They both won through big turnouts. My apologies to Clint for underestimating Huck’s ground game. (And his people predicted the outcome of the caucus with uncanny accuracy before a single vote was counted.) Huck won with little money, universal and intense establishment hostility, and lots of dumb campaign errors. It’s now time to start thinking about why. Those who voted for Huck shared his values and admired his character, even though they didn’t think he
is the most electable candidate.
Obama is now the favorite for Democratic nomination. Hillary is going to have become tough about supplying reasons why he should be stopped that appeal to Democratic primary voters.
Bill Kristol was very gracious about Huck’s victory, admitting that he underestimated him in just about every way.
Although McCain’s actual vote total is pretty underwhelming and didn’t reflect any surge, he’s probably the big winner. Now he’s the clear favorite for the Republican nomination. My real thought remains: How is John going to self-destruct this time?
Here’s why many Republicans should be unhappy: Both Huck and McCain are very unreliable conservatives on domestic policy. The policy competence of both men, in fact, could easily be questioned, and neither of them seems able to formulate characteristically Republican positions on issues such as health care and taxation. Huck and John like and are like each other as a couple of moralizing outsiders. Isn’t it amazing that they might end up having to duel each other as the two favorites? My playful suggestion of the authentic ticket of McCain-Huckabee is now serious business.
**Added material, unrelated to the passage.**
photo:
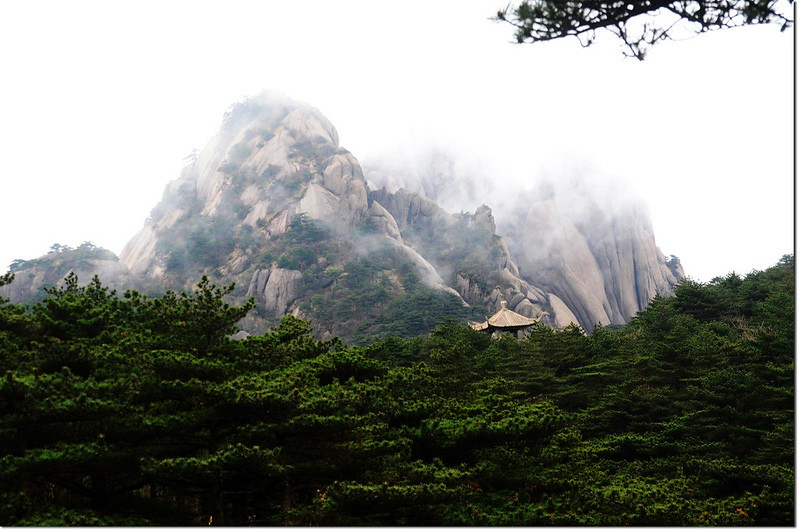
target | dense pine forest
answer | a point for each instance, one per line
(122, 409)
Romney, in fact, is on balance more conservative and has exhibited much more competence. But he now has to win in New Hampshire to remain a credible candidate. That’s going to be a tall order. McCain is already ahead. Mitt is going to suffer from negative momentum, and he has only five days to shake it off. I’ve expressed my doubts about Romney as a candidate, but let me add again that he would probably be a solid president. Mitt looked good as the alternative to Giuliani, but that way of looking at things became obsolete way too soon. He also looked good as the man who could vanquish Huck, but now his "establishment" supporters are likely to jump to John.
The exit polls revealed somewhat of a surge for Thompson, but probably not enough of one. He was plagued by rumors all day that he was about to drop out of the campaign. And he doesn’t have a firm view of what he’s going to do next. But the opportunity remains: There is, arguably, no other real conservative in the race, and he might surge with a win in South Carolina. Fred has been saying the right things of late, but can he get the word out that he really means business when it comes to winning this thing?
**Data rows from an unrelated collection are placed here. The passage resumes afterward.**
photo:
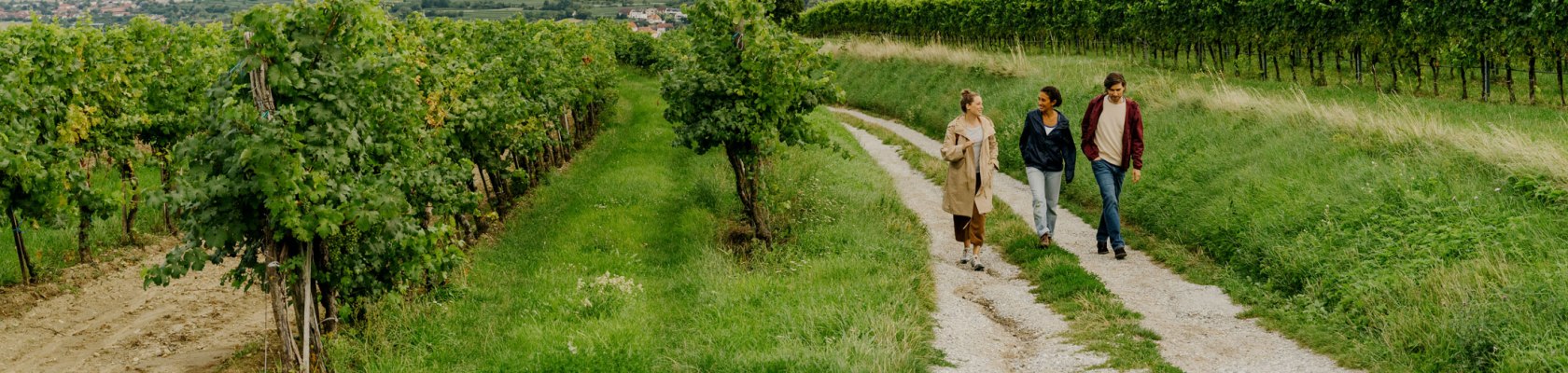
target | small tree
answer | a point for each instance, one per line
(745, 85)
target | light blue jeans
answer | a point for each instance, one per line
(1046, 186)
(1109, 179)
I still don’t see Huck getting anywhere near the nomination. Nonetheless, there’s no reason he can’t be competitive in Michigan, South Carolina, and even Florida. Polls showed him doing well in those states even before the bump he’s going to get now. He might well be more than a one-state wonder. Certainly it’s a fantasy for Giuliani supporters to believe they can win some kind of big victory in Florida against Huck and McCain.
It could be we’ll be facing a February 5 with Huck, McCain, and Giuliani all bruised but still kicking. And the result that day could be agonizingly inconclusive. Meanwhile, Obama may have delivered a crushing blow to Senator Clinton and be basking in the midst of media adulation.